Liver damage is another serious potential side effect of Viramune. Cases of hepatotoxicity, including cases resulting in death, have been reported with the use of Viramune. Patients experiencing moderate or severe liver function test abnormalities should interrupt therapy until liver function tests return to normal. If the abnormalities return after restarting Viramune, the drug should be permanently discontinued. In particular, women with T cell counts greater than 250 are at an increased risk (12 fold) of hepatotoxicity; males with T cell counts greater than 400 are at a 3-fold increased risk of hepatoxicity. The greatest risk is within the first 6 months of treatment (often seen with rash), but close monitoring by a doctor should continue for the first 18 weeks of treatment. Some liver damage could progress even after the drug is stopped.
Nizoral (ketaconazole) should not be co-administered with Viramune. Since Viramune decreases the level of oral contraceptives when the two are co-administered, an additional or alternative method of birth control should be used. Also, St. John's Wort (Hypericum perforatum) is likely to decrease Viramune levels in the body and therefore should be avoided when taking Viramune. Also, methadone levels may need to be adjusted in patients taking Viramune.
Viramune should not be combined with the hard-gel protease inhibitor Invirase. Viramune decreases the levels of Crixivan and increasing the dose of Crixivan to 1000 mg every 8 hours is recommended. There are no data regarding the interaction between Agenerase and Viramune.

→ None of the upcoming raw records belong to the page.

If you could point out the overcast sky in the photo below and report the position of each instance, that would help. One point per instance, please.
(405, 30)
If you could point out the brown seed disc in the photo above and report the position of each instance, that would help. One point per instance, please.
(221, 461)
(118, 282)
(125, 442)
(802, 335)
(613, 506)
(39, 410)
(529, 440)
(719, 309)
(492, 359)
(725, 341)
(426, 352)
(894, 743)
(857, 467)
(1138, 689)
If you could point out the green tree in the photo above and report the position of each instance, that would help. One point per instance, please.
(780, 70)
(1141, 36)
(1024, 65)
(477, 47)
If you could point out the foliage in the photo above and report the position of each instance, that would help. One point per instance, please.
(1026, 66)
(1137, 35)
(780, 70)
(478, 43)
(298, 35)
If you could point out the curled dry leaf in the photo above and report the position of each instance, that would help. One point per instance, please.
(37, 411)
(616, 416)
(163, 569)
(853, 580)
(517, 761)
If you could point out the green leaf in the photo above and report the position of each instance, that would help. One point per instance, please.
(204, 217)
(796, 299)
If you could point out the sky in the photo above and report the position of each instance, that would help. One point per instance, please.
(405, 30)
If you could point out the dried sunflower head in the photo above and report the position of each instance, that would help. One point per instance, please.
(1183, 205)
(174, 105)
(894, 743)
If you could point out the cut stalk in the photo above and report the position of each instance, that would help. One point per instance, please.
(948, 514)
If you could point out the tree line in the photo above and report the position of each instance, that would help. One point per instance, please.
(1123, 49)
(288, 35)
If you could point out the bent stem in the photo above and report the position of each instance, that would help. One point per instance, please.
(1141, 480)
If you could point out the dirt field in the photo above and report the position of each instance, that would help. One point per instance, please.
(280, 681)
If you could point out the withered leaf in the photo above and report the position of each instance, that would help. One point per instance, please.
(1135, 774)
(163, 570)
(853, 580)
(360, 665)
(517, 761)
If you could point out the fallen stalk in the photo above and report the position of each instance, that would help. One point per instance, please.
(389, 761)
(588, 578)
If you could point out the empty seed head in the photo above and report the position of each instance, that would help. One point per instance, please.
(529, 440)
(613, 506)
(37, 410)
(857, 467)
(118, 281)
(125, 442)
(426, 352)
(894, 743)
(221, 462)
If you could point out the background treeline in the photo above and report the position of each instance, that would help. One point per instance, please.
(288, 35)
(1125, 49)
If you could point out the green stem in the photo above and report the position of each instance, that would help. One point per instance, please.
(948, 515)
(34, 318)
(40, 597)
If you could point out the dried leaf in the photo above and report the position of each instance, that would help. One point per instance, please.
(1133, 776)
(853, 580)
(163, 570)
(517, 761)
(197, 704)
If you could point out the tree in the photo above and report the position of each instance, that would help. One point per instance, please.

A dose increase in Kaletra (to 4 capsules twice a day) is recommended for protease-inhibitor-experienced patients, but not for protease-inhibitor-naive patients, when combining Kaletra with Viramune.
BI Trial 1046 or INCAS studied Viramune in antiretroviral-naive patients comparing the following regimens: Viramune/Retrovir/Videx compared to Viramune/Retrovir or Retrovir/Videx. At week 52 there was a significant difference in the number of patients with viral loads below 400 copies/mL among the arms. In the triple-therapy arm 51% of the patients had viral loads below 400 copies/mL compared to less than 6% in the other 2 arms. The mean CD4 T cell count increase from baseline was was 139 cells/mm3 in the triple-therapy arm versus less than 90 cells/mm3 in the other 2 arms.